I'd like to make one more observation about "Men Prefer Debt-Free Virgins Without Tattoos". It's a well-intentioned article that has a grain of truth. However, it reinforces a damaging stereotype of complementarianism. It plays into the popular prejudice that complmentarianism is equivalent to The Handmaid's Tale.
That's because the position advocated in the article isn't complementarianism. It seems to take the position that at every stage of life, females need to be under male supervision. That reflects a quintessentially Muslim viewpoint. They remain under their father's authority (or uncles or brothers) until they marry, then authority is transferred to the husband. There's nothing in-between.
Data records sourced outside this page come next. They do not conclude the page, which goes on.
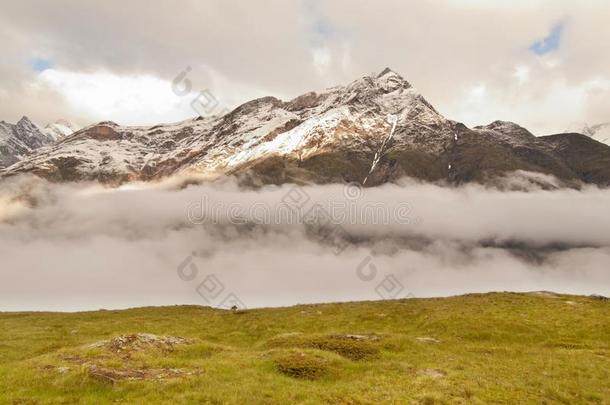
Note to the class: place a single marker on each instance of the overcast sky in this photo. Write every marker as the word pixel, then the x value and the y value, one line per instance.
pixel 543 64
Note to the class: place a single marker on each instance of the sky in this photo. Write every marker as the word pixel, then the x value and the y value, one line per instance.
pixel 540 63
pixel 404 239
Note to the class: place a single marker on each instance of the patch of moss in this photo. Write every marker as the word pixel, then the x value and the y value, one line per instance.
pixel 344 345
pixel 307 365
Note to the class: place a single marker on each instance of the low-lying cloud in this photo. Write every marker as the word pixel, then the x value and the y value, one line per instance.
pixel 75 247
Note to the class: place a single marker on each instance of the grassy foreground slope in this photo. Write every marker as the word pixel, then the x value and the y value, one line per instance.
pixel 480 348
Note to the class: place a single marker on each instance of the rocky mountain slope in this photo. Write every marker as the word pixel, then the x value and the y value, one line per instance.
pixel 373 130
pixel 21 139
pixel 599 132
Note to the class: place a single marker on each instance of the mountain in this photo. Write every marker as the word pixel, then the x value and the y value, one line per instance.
pixel 19 140
pixel 374 130
pixel 60 128
pixel 599 132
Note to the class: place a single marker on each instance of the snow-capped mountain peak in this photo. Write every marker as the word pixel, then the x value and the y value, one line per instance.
pixel 377 128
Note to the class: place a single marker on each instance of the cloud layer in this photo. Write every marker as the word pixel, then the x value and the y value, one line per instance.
pixel 474 60
pixel 74 247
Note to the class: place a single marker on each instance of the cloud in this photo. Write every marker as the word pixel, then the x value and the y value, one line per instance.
pixel 438 241
pixel 549 43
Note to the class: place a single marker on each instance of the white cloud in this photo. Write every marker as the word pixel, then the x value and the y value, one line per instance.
pixel 467 239
pixel 128 100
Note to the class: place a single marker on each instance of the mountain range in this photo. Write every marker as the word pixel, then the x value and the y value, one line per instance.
pixel 374 130
pixel 21 139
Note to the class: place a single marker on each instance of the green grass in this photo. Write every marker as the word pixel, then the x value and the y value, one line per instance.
pixel 484 348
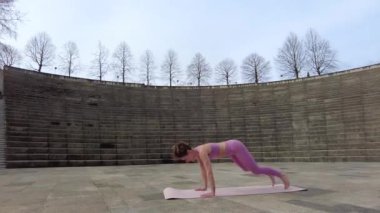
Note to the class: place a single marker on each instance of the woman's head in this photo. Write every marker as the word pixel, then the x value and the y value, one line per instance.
pixel 184 152
pixel 180 149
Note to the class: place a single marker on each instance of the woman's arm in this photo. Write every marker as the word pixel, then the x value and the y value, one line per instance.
pixel 204 177
pixel 209 173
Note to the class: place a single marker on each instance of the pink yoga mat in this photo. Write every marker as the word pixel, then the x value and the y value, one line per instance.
pixel 172 193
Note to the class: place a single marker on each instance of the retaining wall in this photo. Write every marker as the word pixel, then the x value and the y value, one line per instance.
pixel 54 120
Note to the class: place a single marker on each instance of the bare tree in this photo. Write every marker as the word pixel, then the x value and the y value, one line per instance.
pixel 255 68
pixel 291 57
pixel 199 70
pixel 147 66
pixel 9 17
pixel 320 57
pixel 9 55
pixel 70 58
pixel 40 50
pixel 122 60
pixel 100 61
pixel 226 71
pixel 170 67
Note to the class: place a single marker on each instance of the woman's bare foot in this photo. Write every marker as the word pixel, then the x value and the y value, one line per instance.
pixel 272 179
pixel 285 180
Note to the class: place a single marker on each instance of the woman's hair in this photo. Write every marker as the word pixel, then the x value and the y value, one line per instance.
pixel 180 149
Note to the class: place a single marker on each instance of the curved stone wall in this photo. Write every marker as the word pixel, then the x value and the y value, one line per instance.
pixel 59 121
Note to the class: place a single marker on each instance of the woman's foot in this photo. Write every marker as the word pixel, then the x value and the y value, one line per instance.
pixel 285 180
pixel 272 179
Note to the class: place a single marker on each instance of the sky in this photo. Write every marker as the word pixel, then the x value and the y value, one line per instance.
pixel 218 29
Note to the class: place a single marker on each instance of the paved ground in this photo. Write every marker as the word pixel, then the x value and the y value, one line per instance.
pixel 333 187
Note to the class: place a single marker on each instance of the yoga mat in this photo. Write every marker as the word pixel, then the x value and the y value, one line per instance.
pixel 172 193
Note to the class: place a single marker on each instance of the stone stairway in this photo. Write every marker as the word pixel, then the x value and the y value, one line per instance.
pixel 59 121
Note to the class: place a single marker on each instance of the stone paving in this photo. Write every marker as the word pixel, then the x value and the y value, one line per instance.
pixel 332 187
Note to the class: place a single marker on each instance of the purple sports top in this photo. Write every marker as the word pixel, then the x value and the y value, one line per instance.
pixel 214 150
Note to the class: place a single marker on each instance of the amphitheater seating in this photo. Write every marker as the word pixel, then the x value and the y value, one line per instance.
pixel 51 120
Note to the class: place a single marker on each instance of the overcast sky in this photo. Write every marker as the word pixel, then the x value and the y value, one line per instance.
pixel 218 29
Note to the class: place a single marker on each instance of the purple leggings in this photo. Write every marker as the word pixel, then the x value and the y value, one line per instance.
pixel 239 153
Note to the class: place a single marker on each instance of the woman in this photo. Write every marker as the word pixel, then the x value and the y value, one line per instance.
pixel 234 149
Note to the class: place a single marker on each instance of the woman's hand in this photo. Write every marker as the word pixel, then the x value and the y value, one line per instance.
pixel 208 195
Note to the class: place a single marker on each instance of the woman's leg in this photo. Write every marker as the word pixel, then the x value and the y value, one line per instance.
pixel 243 158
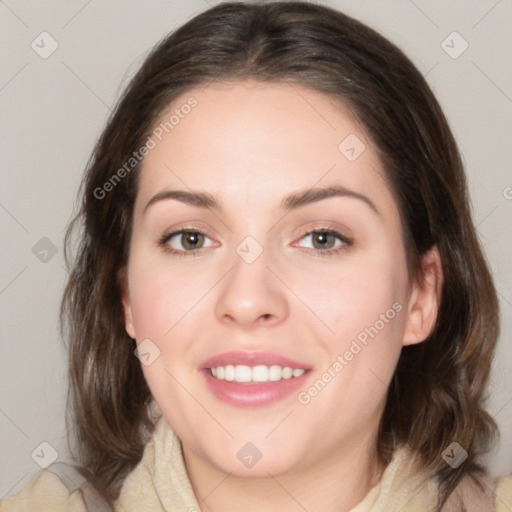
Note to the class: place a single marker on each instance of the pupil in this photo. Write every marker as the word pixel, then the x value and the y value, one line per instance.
pixel 322 238
pixel 191 239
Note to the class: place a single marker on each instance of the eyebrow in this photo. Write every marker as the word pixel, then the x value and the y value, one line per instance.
pixel 290 202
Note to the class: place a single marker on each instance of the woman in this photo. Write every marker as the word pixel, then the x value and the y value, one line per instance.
pixel 279 300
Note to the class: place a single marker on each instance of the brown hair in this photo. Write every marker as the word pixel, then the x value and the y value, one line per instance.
pixel 437 392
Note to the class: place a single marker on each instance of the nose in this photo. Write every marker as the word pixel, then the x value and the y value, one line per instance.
pixel 251 295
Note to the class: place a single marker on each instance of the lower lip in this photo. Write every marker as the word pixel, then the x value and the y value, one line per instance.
pixel 253 395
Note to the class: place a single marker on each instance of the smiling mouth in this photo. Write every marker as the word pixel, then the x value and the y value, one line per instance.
pixel 259 374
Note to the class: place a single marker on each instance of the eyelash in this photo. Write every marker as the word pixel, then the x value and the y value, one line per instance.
pixel 347 242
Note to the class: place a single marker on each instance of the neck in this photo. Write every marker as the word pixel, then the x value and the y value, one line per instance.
pixel 335 484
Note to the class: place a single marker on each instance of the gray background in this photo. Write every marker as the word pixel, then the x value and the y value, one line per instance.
pixel 53 109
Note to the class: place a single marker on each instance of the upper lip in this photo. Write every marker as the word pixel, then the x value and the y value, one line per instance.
pixel 252 359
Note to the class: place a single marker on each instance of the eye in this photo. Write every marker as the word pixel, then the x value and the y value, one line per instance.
pixel 183 242
pixel 324 241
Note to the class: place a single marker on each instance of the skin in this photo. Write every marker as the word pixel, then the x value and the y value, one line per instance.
pixel 251 144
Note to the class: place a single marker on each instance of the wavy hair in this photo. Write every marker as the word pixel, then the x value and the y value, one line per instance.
pixel 438 391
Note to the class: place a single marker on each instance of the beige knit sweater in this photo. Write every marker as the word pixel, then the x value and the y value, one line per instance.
pixel 160 483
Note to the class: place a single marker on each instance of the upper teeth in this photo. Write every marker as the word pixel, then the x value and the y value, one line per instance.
pixel 261 373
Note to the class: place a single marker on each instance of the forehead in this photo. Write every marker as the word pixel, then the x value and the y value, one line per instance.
pixel 247 140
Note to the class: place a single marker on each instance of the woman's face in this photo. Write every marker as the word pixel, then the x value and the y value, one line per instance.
pixel 303 330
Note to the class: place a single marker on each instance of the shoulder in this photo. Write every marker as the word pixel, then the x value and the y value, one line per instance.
pixel 45 491
pixel 503 494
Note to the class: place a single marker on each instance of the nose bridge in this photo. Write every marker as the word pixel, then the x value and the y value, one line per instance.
pixel 251 291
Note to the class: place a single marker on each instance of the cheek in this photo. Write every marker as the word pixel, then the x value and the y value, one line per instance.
pixel 355 295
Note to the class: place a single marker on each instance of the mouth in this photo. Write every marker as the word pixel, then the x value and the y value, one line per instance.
pixel 256 374
pixel 248 379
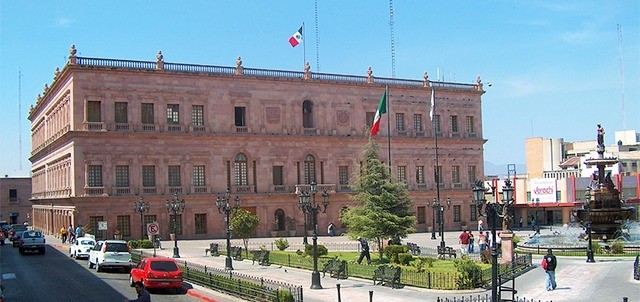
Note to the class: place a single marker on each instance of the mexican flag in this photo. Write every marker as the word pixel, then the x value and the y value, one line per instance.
pixel 382 109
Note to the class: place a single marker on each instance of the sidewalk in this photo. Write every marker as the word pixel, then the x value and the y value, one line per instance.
pixel 609 279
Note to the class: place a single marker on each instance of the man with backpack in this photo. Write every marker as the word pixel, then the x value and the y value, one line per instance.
pixel 549 265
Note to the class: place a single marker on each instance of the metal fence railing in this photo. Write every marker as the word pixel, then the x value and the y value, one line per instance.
pixel 239 285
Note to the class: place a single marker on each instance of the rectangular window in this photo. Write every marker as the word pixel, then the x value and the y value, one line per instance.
pixel 93 224
pixel 122 176
pixel 370 116
pixel 400 121
pixel 473 212
pixel 174 176
pixel 201 223
pixel 149 176
pixel 470 128
pixel 402 173
pixel 437 174
pixel 240 117
pixel 93 112
pixel 471 174
pixel 278 179
pixel 420 174
pixel 454 123
pixel 417 122
pixel 123 224
pixel 173 114
pixel 94 174
pixel 420 215
pixel 121 113
pixel 198 176
pixel 148 219
pixel 455 174
pixel 197 115
pixel 147 113
pixel 175 224
pixel 343 175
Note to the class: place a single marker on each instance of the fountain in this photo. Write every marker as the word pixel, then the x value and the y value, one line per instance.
pixel 603 208
pixel 602 215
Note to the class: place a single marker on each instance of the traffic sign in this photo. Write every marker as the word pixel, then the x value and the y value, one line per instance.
pixel 153 228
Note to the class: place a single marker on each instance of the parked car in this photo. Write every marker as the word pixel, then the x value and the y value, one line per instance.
pixel 82 247
pixel 31 240
pixel 157 273
pixel 110 253
pixel 16 229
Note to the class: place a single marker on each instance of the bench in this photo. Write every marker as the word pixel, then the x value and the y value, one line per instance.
pixel 236 253
pixel 447 251
pixel 387 274
pixel 261 256
pixel 414 249
pixel 212 250
pixel 336 268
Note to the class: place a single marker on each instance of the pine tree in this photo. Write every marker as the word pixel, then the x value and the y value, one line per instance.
pixel 385 209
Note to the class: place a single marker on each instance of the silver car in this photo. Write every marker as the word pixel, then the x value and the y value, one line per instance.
pixel 110 254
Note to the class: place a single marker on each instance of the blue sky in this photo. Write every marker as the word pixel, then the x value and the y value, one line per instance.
pixel 554 65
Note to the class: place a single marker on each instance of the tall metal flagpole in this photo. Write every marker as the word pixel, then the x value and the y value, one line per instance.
pixel 388 126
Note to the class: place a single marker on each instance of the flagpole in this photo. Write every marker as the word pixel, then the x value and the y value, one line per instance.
pixel 304 46
pixel 388 126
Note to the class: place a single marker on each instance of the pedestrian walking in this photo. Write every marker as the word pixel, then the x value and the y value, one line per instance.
pixel 463 239
pixel 364 252
pixel 549 264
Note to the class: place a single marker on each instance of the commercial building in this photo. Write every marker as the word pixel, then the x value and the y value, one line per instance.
pixel 107 132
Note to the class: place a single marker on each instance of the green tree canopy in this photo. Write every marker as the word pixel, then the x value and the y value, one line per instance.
pixel 385 209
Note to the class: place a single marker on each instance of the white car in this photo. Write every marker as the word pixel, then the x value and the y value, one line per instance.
pixel 111 254
pixel 81 248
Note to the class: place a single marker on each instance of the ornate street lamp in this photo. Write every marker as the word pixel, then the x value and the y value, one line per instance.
pixel 309 206
pixel 439 208
pixel 587 223
pixel 141 207
pixel 175 207
pixel 493 210
pixel 222 202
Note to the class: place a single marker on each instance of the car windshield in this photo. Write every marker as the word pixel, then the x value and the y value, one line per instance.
pixel 117 247
pixel 165 266
pixel 31 234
It's not good to foster a subculture of dependance, where wives are clinging vines. For one thing, in a fallen world you never know who will let you down.
But beyond that, some women find themselves in situations through no fault of their own where they must provide for themselves. Where they must take the lead (cf. 1 Sam 25).
I had an aunt who was a widow for 40 years. Her husband died of a heart attack when they were in their early fifties. She desperately wanted to remarry, but she just wasn't eligible.
His premature death made her a single mom. But because she had a nursing degree to fall back on, she was able to support herself financially as well as her adolescent son. In fact, I think it was a two-income home even before her husband died. He tried to eke out a living as a TV repairman. I doubt he made enough money to support the family. She had a more stable source of income than he.
I had another aunt who was a widow for 25 years. But because she had a doctorate in linguistics, she got a job as a college prof. She was able to provide for her needs.
There are responsible and irresponsible men, responsible and irresponsible women. Sometimes a responsible woman marries an irresponsible man. Or sometimes they're both irresponsible, but she learns the hard way.